Evaluation of a Brachytherapy Hyperspectral Plastic Scintillation System for Gamma Knife Small-Field Dosimetry
Abstract
Purpose
To evaluate the feasibility and accuracy of a hyperspectral plastic scintillation detector (PSD) system (Medscint HYPERSCINT QA-200 with PRB-0019 probe)—commonly used for brachytherapy dosimetry—for Gamma Knife (GK) small-field dosimetry, and to quantify detector and phantom material effects using Monte Carlo (MC) methods.
Methods
EGSnrc simulations were performed for GK 4, 8, and 16 mm collimators in liquid water, Solid Water, ABS, PMMA, and polystyrene (Lucy) phantoms. Dose-to-water output factors and PSD correction factors kPSD=Dw/DPSD were calculated by explicitly modeling the PRB-0019 scintillating volume (≈1 mm × 1 mm) and jacket. Experiments were performed in Solid Water, ABS, and Lucy phantoms using hyperspectral stem-effect correction. Output factors and crossline profiles were measured at isocenter, and sensitivity to sub-millimeter detector offsets and probe rotation was quantified.
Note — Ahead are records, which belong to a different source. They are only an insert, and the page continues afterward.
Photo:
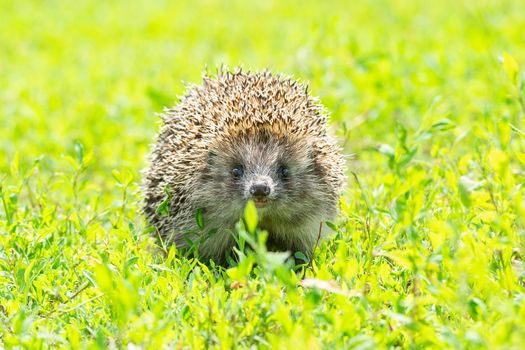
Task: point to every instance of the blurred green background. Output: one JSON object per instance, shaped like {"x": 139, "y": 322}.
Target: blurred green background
{"x": 427, "y": 95}
{"x": 98, "y": 71}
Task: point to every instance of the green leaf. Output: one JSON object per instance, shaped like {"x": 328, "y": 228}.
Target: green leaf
{"x": 250, "y": 217}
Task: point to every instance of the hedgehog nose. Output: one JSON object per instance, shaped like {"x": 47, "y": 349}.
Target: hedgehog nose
{"x": 260, "y": 190}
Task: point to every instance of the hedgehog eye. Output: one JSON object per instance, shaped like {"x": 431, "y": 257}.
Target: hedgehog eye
{"x": 237, "y": 171}
{"x": 283, "y": 171}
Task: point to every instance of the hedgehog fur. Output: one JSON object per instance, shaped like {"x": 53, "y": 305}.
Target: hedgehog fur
{"x": 241, "y": 136}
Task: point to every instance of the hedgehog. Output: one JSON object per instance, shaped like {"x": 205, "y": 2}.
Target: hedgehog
{"x": 242, "y": 136}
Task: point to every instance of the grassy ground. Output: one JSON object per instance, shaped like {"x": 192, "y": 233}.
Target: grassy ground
{"x": 429, "y": 245}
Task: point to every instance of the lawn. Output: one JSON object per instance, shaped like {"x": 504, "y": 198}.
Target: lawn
{"x": 427, "y": 96}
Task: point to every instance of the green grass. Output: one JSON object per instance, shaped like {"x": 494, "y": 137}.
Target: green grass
{"x": 429, "y": 245}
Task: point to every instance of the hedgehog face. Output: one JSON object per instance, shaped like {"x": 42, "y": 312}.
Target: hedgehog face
{"x": 277, "y": 174}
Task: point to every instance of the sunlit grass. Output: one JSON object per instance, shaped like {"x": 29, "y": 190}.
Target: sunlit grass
{"x": 427, "y": 96}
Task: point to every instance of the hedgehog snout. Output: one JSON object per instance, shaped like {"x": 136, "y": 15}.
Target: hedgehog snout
{"x": 260, "y": 188}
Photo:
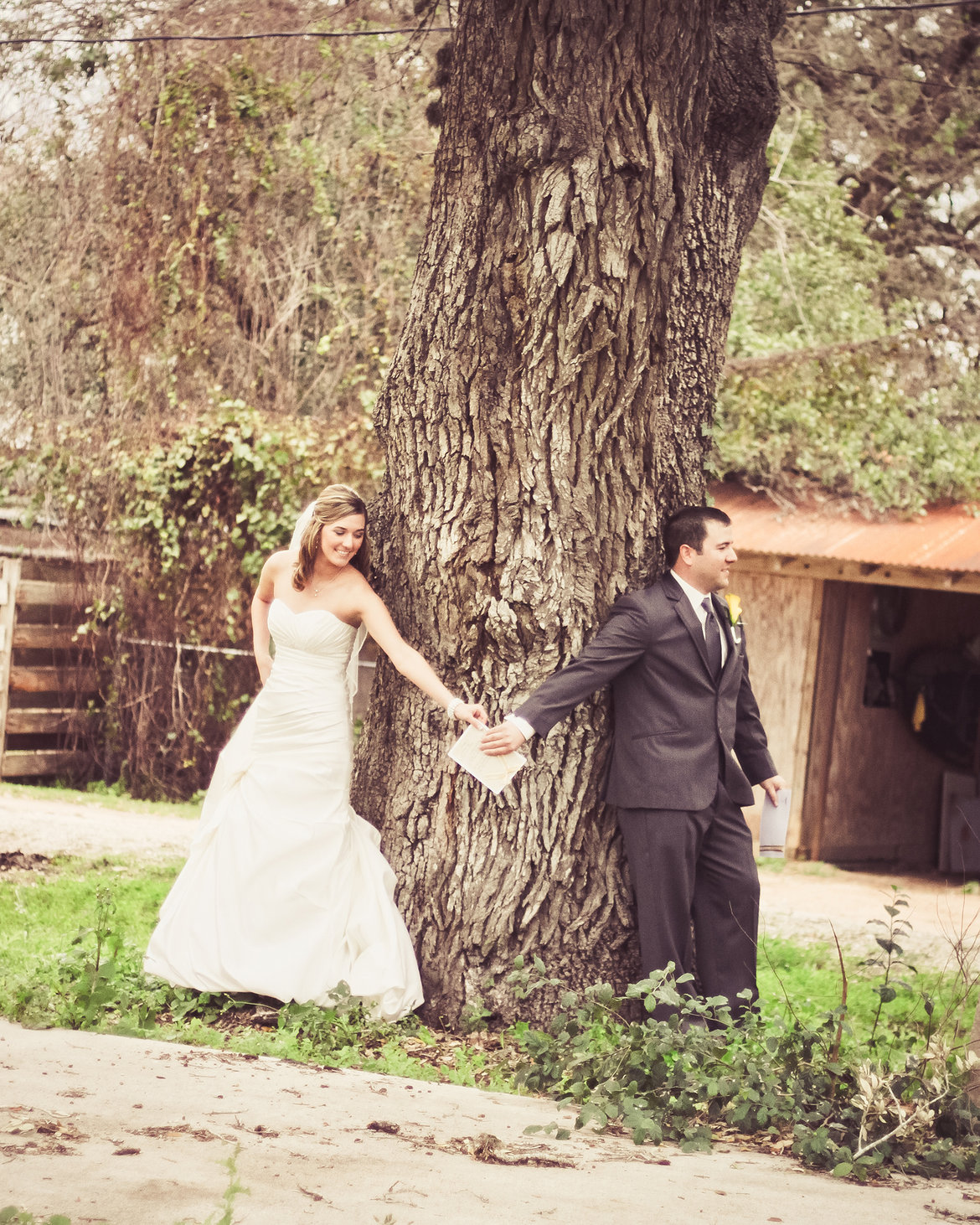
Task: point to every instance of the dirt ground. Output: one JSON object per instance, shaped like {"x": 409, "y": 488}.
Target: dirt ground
{"x": 109, "y": 1129}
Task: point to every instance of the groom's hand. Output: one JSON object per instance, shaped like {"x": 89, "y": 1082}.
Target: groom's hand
{"x": 503, "y": 739}
{"x": 771, "y": 785}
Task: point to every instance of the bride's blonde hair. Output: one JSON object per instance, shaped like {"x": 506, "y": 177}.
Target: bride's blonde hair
{"x": 334, "y": 503}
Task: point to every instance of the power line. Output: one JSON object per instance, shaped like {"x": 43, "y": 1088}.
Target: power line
{"x": 884, "y": 8}
{"x": 224, "y": 39}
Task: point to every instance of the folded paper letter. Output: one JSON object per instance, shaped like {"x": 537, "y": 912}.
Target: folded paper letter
{"x": 493, "y": 772}
{"x": 773, "y": 822}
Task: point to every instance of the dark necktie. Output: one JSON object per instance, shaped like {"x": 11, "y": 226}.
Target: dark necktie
{"x": 712, "y": 637}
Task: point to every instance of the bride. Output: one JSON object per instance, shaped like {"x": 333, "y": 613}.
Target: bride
{"x": 286, "y": 892}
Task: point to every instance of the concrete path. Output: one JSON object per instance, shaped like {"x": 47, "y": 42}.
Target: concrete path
{"x": 114, "y": 1129}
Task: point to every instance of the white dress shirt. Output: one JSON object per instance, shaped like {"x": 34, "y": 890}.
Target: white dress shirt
{"x": 697, "y": 604}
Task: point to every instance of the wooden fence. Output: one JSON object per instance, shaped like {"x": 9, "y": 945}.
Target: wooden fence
{"x": 43, "y": 690}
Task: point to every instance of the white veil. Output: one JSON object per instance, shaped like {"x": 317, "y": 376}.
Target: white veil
{"x": 352, "y": 668}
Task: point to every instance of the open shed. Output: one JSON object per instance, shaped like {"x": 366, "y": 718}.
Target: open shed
{"x": 864, "y": 644}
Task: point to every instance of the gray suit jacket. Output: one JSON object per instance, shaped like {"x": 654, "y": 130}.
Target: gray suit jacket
{"x": 670, "y": 715}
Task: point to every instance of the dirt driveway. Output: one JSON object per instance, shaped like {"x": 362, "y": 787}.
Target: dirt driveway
{"x": 114, "y": 1129}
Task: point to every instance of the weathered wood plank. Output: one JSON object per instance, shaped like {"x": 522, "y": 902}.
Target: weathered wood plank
{"x": 39, "y": 721}
{"x": 42, "y": 591}
{"x": 55, "y": 637}
{"x": 859, "y": 572}
{"x": 10, "y": 573}
{"x": 53, "y": 680}
{"x": 27, "y": 763}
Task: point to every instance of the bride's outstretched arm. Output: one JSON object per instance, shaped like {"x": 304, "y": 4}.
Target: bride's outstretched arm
{"x": 410, "y": 663}
{"x": 261, "y": 603}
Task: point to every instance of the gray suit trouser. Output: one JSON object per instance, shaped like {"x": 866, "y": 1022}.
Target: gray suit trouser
{"x": 696, "y": 870}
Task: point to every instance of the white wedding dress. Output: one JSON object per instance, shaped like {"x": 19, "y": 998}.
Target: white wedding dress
{"x": 286, "y": 892}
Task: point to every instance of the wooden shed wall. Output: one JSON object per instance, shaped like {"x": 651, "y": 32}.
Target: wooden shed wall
{"x": 874, "y": 790}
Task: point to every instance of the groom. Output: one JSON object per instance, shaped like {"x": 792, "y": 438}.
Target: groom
{"x": 681, "y": 703}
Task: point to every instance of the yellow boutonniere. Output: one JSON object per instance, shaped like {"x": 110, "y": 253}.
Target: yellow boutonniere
{"x": 734, "y": 607}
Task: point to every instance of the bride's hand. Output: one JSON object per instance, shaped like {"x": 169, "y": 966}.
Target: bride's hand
{"x": 473, "y": 715}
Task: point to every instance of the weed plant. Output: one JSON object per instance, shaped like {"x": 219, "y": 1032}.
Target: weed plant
{"x": 852, "y": 1073}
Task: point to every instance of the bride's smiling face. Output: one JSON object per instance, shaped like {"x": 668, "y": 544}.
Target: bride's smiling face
{"x": 339, "y": 540}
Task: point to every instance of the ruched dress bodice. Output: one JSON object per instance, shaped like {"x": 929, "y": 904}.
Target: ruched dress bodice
{"x": 286, "y": 892}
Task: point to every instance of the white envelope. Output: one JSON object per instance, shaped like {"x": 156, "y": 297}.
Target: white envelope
{"x": 493, "y": 772}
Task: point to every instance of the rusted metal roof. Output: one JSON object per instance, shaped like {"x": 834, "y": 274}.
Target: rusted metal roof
{"x": 946, "y": 540}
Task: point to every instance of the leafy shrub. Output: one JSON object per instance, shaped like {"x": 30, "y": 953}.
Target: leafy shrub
{"x": 779, "y": 1079}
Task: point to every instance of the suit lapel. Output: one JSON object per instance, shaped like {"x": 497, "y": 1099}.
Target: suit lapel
{"x": 683, "y": 607}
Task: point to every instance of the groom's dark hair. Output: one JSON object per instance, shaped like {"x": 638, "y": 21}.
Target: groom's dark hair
{"x": 690, "y": 525}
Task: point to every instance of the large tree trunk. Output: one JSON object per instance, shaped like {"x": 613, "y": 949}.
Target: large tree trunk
{"x": 601, "y": 164}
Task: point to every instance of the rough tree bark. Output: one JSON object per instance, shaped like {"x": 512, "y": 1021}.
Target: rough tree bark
{"x": 599, "y": 167}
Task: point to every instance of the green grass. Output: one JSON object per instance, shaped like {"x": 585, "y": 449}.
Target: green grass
{"x": 71, "y": 946}
{"x": 43, "y": 914}
{"x": 48, "y": 976}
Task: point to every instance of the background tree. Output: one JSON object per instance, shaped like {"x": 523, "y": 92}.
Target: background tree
{"x": 549, "y": 403}
{"x": 854, "y": 348}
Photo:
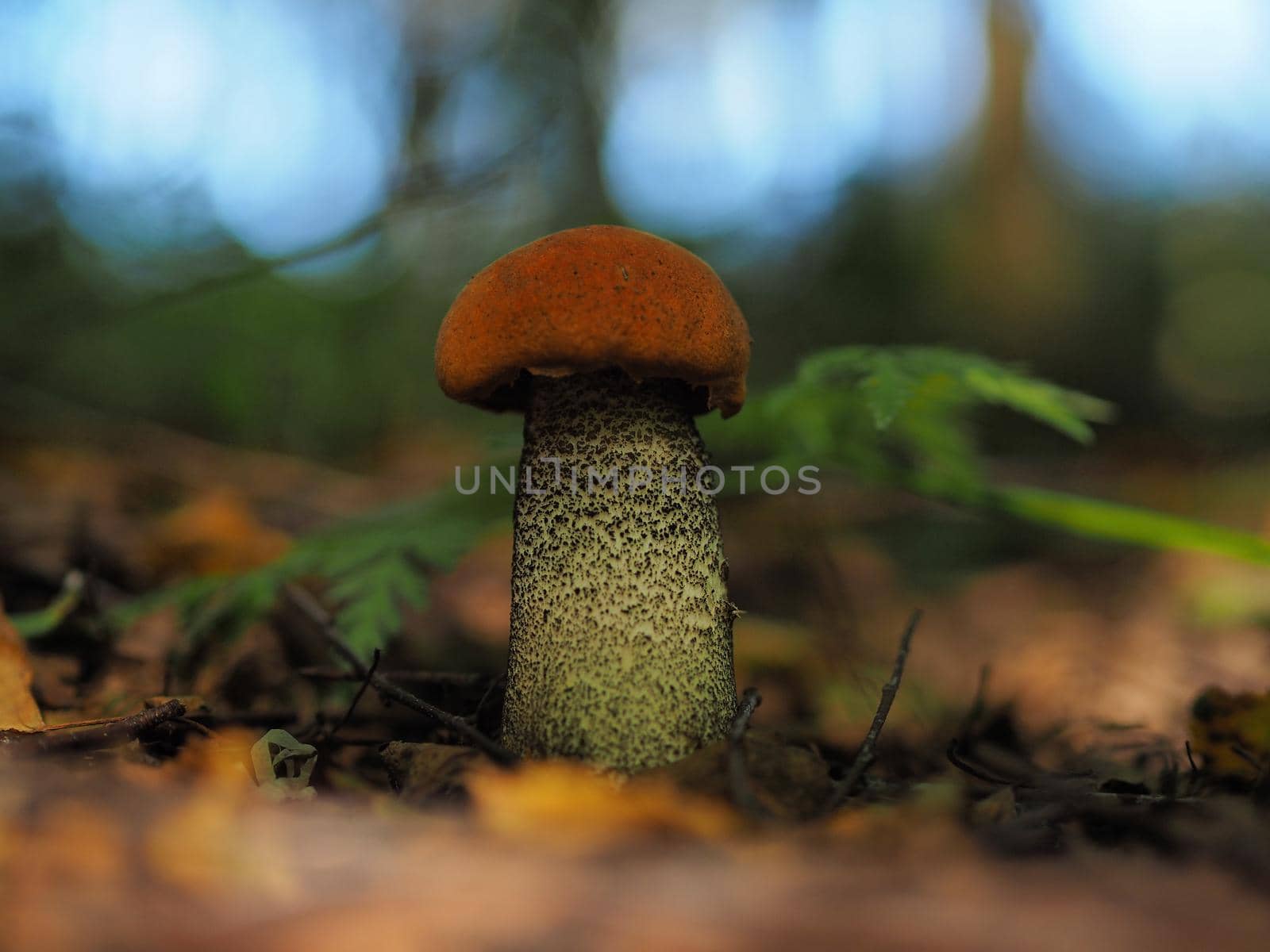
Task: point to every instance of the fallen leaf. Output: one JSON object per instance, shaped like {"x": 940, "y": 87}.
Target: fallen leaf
{"x": 423, "y": 774}
{"x": 1231, "y": 734}
{"x": 18, "y": 708}
{"x": 217, "y": 532}
{"x": 573, "y": 806}
{"x": 791, "y": 781}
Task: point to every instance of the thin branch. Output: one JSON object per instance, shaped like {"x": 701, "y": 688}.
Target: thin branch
{"x": 114, "y": 733}
{"x": 319, "y": 616}
{"x": 442, "y": 679}
{"x": 869, "y": 748}
{"x": 357, "y": 697}
{"x": 738, "y": 777}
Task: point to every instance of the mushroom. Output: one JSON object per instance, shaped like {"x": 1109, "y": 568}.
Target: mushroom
{"x": 610, "y": 340}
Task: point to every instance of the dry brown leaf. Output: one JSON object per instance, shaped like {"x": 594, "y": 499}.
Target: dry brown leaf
{"x": 216, "y": 532}
{"x": 791, "y": 781}
{"x": 18, "y": 708}
{"x": 1231, "y": 733}
{"x": 423, "y": 774}
{"x": 573, "y": 806}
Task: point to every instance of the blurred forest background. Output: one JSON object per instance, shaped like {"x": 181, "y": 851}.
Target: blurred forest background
{"x": 245, "y": 220}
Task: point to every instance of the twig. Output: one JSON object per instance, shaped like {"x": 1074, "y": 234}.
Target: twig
{"x": 114, "y": 733}
{"x": 448, "y": 679}
{"x": 319, "y": 616}
{"x": 357, "y": 697}
{"x": 869, "y": 747}
{"x": 738, "y": 777}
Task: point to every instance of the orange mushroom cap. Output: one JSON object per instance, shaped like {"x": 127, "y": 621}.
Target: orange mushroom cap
{"x": 590, "y": 298}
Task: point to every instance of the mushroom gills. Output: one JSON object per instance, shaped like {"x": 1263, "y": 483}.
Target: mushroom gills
{"x": 622, "y": 628}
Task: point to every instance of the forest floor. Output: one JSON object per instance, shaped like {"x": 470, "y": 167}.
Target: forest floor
{"x": 1077, "y": 755}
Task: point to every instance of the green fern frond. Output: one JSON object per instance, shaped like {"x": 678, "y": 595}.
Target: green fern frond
{"x": 372, "y": 564}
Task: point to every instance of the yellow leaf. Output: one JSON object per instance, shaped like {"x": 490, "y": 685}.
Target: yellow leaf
{"x": 18, "y": 708}
{"x": 575, "y": 806}
{"x": 1231, "y": 733}
{"x": 216, "y": 532}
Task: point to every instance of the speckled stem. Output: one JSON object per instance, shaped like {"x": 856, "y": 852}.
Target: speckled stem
{"x": 622, "y": 626}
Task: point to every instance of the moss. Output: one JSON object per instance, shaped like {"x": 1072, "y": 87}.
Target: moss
{"x": 622, "y": 626}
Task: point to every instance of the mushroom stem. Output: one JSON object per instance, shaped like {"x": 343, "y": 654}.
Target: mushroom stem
{"x": 622, "y": 626}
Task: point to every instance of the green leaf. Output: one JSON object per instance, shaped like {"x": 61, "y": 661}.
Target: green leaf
{"x": 1114, "y": 522}
{"x": 372, "y": 562}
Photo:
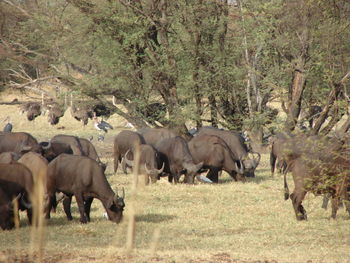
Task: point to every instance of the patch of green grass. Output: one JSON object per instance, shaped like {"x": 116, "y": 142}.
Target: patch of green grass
{"x": 197, "y": 223}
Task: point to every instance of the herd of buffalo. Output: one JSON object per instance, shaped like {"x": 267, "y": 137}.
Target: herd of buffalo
{"x": 68, "y": 165}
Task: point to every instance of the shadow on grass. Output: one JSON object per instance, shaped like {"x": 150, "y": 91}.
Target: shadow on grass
{"x": 154, "y": 218}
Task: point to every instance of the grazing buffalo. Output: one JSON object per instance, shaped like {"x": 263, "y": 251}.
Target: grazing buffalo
{"x": 82, "y": 177}
{"x": 37, "y": 164}
{"x": 318, "y": 165}
{"x": 237, "y": 145}
{"x": 216, "y": 156}
{"x": 52, "y": 149}
{"x": 150, "y": 163}
{"x": 152, "y": 136}
{"x": 124, "y": 141}
{"x": 71, "y": 140}
{"x": 6, "y": 211}
{"x": 9, "y": 157}
{"x": 178, "y": 159}
{"x": 16, "y": 180}
{"x": 19, "y": 142}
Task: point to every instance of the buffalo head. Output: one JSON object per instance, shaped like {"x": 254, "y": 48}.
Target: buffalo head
{"x": 251, "y": 163}
{"x": 7, "y": 216}
{"x": 115, "y": 207}
{"x": 190, "y": 171}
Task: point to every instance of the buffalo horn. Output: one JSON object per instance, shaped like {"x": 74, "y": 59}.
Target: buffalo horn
{"x": 48, "y": 145}
{"x": 16, "y": 198}
{"x": 25, "y": 203}
{"x": 26, "y": 148}
{"x": 128, "y": 162}
{"x": 148, "y": 171}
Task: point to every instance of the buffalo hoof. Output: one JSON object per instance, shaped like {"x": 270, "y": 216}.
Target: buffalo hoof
{"x": 83, "y": 220}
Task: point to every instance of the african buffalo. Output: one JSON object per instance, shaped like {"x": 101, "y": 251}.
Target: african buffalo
{"x": 19, "y": 142}
{"x": 82, "y": 177}
{"x": 37, "y": 164}
{"x": 124, "y": 141}
{"x": 16, "y": 180}
{"x": 216, "y": 156}
{"x": 9, "y": 157}
{"x": 318, "y": 165}
{"x": 52, "y": 149}
{"x": 71, "y": 140}
{"x": 149, "y": 163}
{"x": 178, "y": 159}
{"x": 6, "y": 211}
{"x": 154, "y": 135}
{"x": 237, "y": 145}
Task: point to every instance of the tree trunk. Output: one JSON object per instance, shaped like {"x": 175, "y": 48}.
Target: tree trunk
{"x": 296, "y": 92}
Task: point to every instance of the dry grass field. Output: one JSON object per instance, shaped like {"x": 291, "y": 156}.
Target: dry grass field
{"x": 227, "y": 222}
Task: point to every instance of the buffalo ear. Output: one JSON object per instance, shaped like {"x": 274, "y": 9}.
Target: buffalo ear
{"x": 110, "y": 202}
{"x": 199, "y": 166}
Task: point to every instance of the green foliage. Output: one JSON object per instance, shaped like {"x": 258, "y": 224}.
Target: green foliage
{"x": 142, "y": 51}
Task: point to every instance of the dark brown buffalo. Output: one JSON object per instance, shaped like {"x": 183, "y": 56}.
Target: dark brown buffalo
{"x": 71, "y": 140}
{"x": 9, "y": 157}
{"x": 237, "y": 145}
{"x": 124, "y": 141}
{"x": 52, "y": 149}
{"x": 216, "y": 156}
{"x": 90, "y": 151}
{"x": 154, "y": 135}
{"x": 16, "y": 180}
{"x": 178, "y": 159}
{"x": 82, "y": 177}
{"x": 81, "y": 113}
{"x": 19, "y": 142}
{"x": 150, "y": 163}
{"x": 6, "y": 211}
{"x": 319, "y": 165}
{"x": 37, "y": 164}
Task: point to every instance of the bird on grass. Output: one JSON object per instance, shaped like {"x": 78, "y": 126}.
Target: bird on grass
{"x": 102, "y": 125}
{"x": 8, "y": 127}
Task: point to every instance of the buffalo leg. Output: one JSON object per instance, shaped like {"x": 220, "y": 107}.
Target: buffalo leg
{"x": 80, "y": 201}
{"x": 213, "y": 175}
{"x": 87, "y": 207}
{"x": 66, "y": 207}
{"x": 116, "y": 162}
{"x": 51, "y": 200}
{"x": 325, "y": 201}
{"x": 30, "y": 215}
{"x": 124, "y": 166}
{"x": 335, "y": 206}
{"x": 297, "y": 199}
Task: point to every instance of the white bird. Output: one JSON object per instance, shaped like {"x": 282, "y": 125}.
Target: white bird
{"x": 8, "y": 127}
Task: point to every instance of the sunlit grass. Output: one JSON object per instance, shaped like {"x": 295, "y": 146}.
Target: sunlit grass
{"x": 196, "y": 223}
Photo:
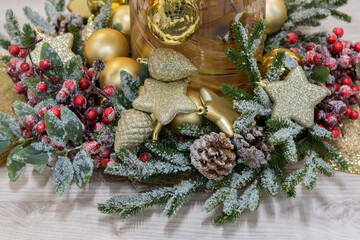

A subset of measurements was independently benchmarked using EBT3 film.
Results
MC reference output factors (OF) in liquid water were OF4/16 = 0.798 +/- 0.002 and OF4/16 = 0.892 +/- 0.003. MC PSD correction factors were small and collimator dependent, with kPSD (4 mm) = 1.013 +/- 0.003 and kPSD (16 mm) = 1.003 +/- 0.003 in water. Experimental output factors agreed within MC within 1.5%: in Solid Water, OF4/16 = 0.787 +/- 0.008 and OF8/16 = 0.886 +/- 0.007. EBT3 film yielded OF4/16 = 0.792 +/- 0.010 and OF8/16 = 0.882 +/- 0.009, consistent with PSD/MC. For the 4 mm collimator, a 0.5 mm radial mis-centering reduced signal by 11-13%, demonstrating strong sensitivity to positioning. Residual angular dependence after stem correction was less than 1.8%.
Conclusion
Hyerspectral PSD dosimetry provides accurate and practical GK small-field output factor and profile measurements with minimal detector perturbation. EGSnrc modelling supports sub-percent correction requirements and enables robust uncertainty quantification for clinical commissioning and QA, compared to more standard approaches for GK like ion chambers and diodes.